Server Management - Systems Insight Manager
cancel
Showing results for 
Search instead for 
Did you mean: 

Running Jobs not completing

Rob Buxton
Honored Contributor

Running Jobs not completing

Hi All,
HPSIM 5.0 SP3.
I've got several tasks that are 0% complete and in a running state.
They never end, you cannot stop and delete them.
Anyone seen similar and know of a way to remove them.

I've had a quick look through the various mx jobs, but there doesn't seem to be a way of killing actual jobs by ID.

A couple of the tasks seem to relate to a deployment of a PSP to a new Server that never completed. Another is a custom command.

We also had an issue where events were not being e-mailed and we had to restart HPSIM.
It seems SP3 has made a few things a bit fragile.
3 REPLIES
OlivierV
Trusted Contributor

Re: Running Jobs not completing

Hello Rob.
Do you have pending instances of these tasks ?

I had a similar issues on our SIM 4.2 PSP 2 where some HW polling tasks had many pending instances. Today this is back to normal state. The only difference I see is that one of these tasks was taking 3 minutes to complete and now it takes 1 second (HW status polling (ping only) for about 40 servers on a SMHD loop where the CMS is also connected, very fast so !).
I suppose one of the machines in this list was causing an issue (delay) and making the other tasks taking a long time. Could you try to disable one the these tasks ans see how the others behave ?
You may have to restart the SIM service if you have too many pending instances.

I was considering upgrading my SIM 4.2 PSP 2 to SIM5 SP3 but I think I will upgrade it to SIM5 SP2 only, too many issues with this release. And no news from HP for the moment it seems :-((

Regards.
Scott Shaffer
Esteemed Contributor

Re: Running Jobs not completing

Hey Rob, there are a couple of issues here and I think I can help.

There are 3 known ways this can happen.

First, if you have WBEM enabled but don't have any 'WBEM-only devices' (like HP-UX or SAN-storage) then you might want to disable WBEM. It can get in an unfriendly state and cause this.
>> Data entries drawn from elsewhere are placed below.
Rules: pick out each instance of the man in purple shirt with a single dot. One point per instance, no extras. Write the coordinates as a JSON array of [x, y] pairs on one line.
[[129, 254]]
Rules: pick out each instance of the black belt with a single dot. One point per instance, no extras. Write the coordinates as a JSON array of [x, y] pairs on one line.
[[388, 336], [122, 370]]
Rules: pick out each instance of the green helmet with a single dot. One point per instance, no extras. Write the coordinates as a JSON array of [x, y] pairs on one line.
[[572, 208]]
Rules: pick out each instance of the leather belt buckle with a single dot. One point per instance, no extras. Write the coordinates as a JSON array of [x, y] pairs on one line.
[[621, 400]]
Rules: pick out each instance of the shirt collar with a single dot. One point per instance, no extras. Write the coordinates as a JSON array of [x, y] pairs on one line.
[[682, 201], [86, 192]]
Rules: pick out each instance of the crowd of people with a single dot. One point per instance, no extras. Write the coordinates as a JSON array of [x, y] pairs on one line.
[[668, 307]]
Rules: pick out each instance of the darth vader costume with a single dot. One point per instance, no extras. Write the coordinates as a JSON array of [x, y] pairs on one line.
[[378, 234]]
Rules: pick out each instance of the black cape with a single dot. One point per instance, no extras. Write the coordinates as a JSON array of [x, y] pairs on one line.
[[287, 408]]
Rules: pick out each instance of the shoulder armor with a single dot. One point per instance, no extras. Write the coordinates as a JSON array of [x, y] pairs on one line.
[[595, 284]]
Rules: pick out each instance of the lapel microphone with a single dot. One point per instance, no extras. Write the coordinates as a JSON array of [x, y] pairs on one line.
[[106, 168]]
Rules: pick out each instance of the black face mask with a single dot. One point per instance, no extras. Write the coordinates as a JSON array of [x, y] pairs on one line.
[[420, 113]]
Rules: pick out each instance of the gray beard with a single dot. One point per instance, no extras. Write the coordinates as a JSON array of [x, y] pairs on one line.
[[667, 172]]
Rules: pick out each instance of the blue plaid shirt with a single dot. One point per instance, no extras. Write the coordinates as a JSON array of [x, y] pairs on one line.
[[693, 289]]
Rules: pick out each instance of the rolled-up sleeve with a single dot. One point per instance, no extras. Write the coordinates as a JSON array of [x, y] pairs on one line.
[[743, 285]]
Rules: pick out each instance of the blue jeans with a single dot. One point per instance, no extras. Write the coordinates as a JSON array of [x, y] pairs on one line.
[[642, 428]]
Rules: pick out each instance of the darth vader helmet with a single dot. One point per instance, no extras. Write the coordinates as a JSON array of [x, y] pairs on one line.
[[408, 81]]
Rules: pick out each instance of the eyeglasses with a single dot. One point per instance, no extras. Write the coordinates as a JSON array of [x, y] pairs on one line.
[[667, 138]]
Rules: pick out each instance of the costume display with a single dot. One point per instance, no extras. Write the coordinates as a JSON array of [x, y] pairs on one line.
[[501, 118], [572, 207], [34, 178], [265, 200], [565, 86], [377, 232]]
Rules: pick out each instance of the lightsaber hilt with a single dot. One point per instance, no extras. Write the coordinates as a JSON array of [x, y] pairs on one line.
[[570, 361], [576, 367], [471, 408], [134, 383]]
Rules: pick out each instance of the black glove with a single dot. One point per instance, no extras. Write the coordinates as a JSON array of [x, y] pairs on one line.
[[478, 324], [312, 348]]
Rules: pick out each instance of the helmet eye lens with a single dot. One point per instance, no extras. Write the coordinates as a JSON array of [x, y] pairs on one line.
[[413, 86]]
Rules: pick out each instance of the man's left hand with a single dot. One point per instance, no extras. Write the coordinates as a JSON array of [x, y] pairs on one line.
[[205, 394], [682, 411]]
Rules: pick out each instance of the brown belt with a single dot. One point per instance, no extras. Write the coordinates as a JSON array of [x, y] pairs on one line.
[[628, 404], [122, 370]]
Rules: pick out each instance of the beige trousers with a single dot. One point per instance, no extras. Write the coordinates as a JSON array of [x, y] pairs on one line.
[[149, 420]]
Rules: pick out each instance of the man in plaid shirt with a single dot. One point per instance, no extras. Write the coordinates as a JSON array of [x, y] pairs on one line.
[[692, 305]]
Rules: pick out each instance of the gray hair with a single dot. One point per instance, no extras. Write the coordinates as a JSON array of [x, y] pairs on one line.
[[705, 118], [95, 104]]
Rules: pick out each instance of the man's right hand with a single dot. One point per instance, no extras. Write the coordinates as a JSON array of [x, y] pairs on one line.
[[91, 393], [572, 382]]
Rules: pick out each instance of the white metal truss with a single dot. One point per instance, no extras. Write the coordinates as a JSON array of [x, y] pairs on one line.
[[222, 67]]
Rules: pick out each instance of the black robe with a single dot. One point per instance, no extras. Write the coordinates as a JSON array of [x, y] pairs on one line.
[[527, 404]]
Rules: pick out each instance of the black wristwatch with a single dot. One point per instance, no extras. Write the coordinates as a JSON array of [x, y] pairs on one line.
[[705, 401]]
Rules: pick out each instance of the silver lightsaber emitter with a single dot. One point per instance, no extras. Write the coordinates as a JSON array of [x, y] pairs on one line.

If you do have either of those, leave it on - we are working on this problem right now and should have a fix in a couple of months.

Second, there are unusual situations where an iLO can get messed up - maybe you've seen a state where you browse in and get some strange telnet-looking screen? Resetting the iLO fixes it and its pretty rare, but this causes SIM trouble - the web server sort-of responds and we get stuck. Again, we're working on making this more bullet-proof for a future release.

Finally, there are issues with tasks like this where sometimes they don't seem to respond properly - we're not sure what these are.

Restarting SIM clears them out, but of course the tasks might or might not be finished.
Dude, we've been totally misled by our album covers!
Rob Buxton
Honored Contributor

Re: Running Jobs not completing

Scott,

Thanks, ahhh WBEM again!
We do use it for our VMWare based Servers and are looking to extend its usage to our Solaris Servers.
The two jobs that failed was an initial Software Deploy task to two Servers. The first completed, the second looks like it did deploy the Software but didn't reboot the Server. So this deploy task and the initiating task were both in a running state.

I've rebooted the Server that was doing the deployment failed on, and overnight the two tasks associated with it that I'd tried to cancel / delete are now in a cancelled state.

The remaining job is our custom command that runs whenever a Critical Server is detected. I've tried killing it, unlike the other jobs it comes up with a Cancel or Kill option. Tried both but it doesn't do much. That doesn't seem to be stopping anything so I'll leave it for now.